It does! Hanya di mana masalahnya jika dikaitkan dengan excited dan tidak excited yang kamu sebutkan tadi

Orang itu excited jika ia menyadari bahwa apa yang ia capai adalah penyelenggaraan Allah dan pasti berguna untuk hidupnya; tapi sebaliknya, tidak excited jika ia mendasarkan semua capaian itu pada upaya dirinya sendiri, dan karena itu, pasti akan selalu gak pernah puas; dan akhirnya gak happy

Ah, kamu jangan menggabungkan puas dan happy, Manyo; itu dua hal berbeda..
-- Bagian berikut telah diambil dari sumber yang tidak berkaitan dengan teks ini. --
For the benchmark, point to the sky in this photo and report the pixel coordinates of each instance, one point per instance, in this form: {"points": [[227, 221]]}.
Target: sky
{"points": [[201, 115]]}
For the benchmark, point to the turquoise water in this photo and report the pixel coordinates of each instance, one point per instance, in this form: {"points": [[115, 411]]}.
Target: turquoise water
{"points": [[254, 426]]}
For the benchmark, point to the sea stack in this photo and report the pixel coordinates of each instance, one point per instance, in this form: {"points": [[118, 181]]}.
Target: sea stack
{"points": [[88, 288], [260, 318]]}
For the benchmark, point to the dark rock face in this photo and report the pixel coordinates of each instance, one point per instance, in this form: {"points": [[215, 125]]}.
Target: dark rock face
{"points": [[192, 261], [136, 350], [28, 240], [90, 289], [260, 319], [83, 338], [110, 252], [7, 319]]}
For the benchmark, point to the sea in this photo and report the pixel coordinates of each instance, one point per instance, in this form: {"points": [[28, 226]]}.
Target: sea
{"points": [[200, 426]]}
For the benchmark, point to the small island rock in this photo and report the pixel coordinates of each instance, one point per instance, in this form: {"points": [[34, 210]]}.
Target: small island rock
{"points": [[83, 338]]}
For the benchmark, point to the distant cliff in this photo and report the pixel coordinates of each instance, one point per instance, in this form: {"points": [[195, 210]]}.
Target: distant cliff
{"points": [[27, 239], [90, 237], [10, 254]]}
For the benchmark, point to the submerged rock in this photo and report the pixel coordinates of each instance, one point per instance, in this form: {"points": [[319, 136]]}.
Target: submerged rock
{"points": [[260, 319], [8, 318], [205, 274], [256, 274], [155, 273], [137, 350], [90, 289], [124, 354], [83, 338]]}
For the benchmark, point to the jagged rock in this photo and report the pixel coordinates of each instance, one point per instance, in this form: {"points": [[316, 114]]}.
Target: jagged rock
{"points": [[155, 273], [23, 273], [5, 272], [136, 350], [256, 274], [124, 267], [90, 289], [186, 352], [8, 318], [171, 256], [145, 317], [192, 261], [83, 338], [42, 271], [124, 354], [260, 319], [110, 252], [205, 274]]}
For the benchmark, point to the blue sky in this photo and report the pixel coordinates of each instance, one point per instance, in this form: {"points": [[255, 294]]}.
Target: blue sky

Okey, maaf, dua hal berbeda tapi saling menyebabkan; ada hubungan kausal; karena puas maka ia happy

Wouww, jawaban cerdas, thanks so much, my friend; lalu kembali ke jawabanmu tadi bahwa kamu ingin jadi perawat; mana kaitannya penjelasanmu ini dengan jawabanmu jadi perawat

Oh ya hampir lupa; jadi perawat naluri dasarku; bahwa ingin jadi gede, jadi berlebih tapi dengan kesadaran bahwa itu semua karena izin Allah; dengan demikian aku excited yang sejati dan akhirnya happy; aku adalah perawat naluriku

Sooooo sweet! tapi gede di sini bukan dalam arti having more kan?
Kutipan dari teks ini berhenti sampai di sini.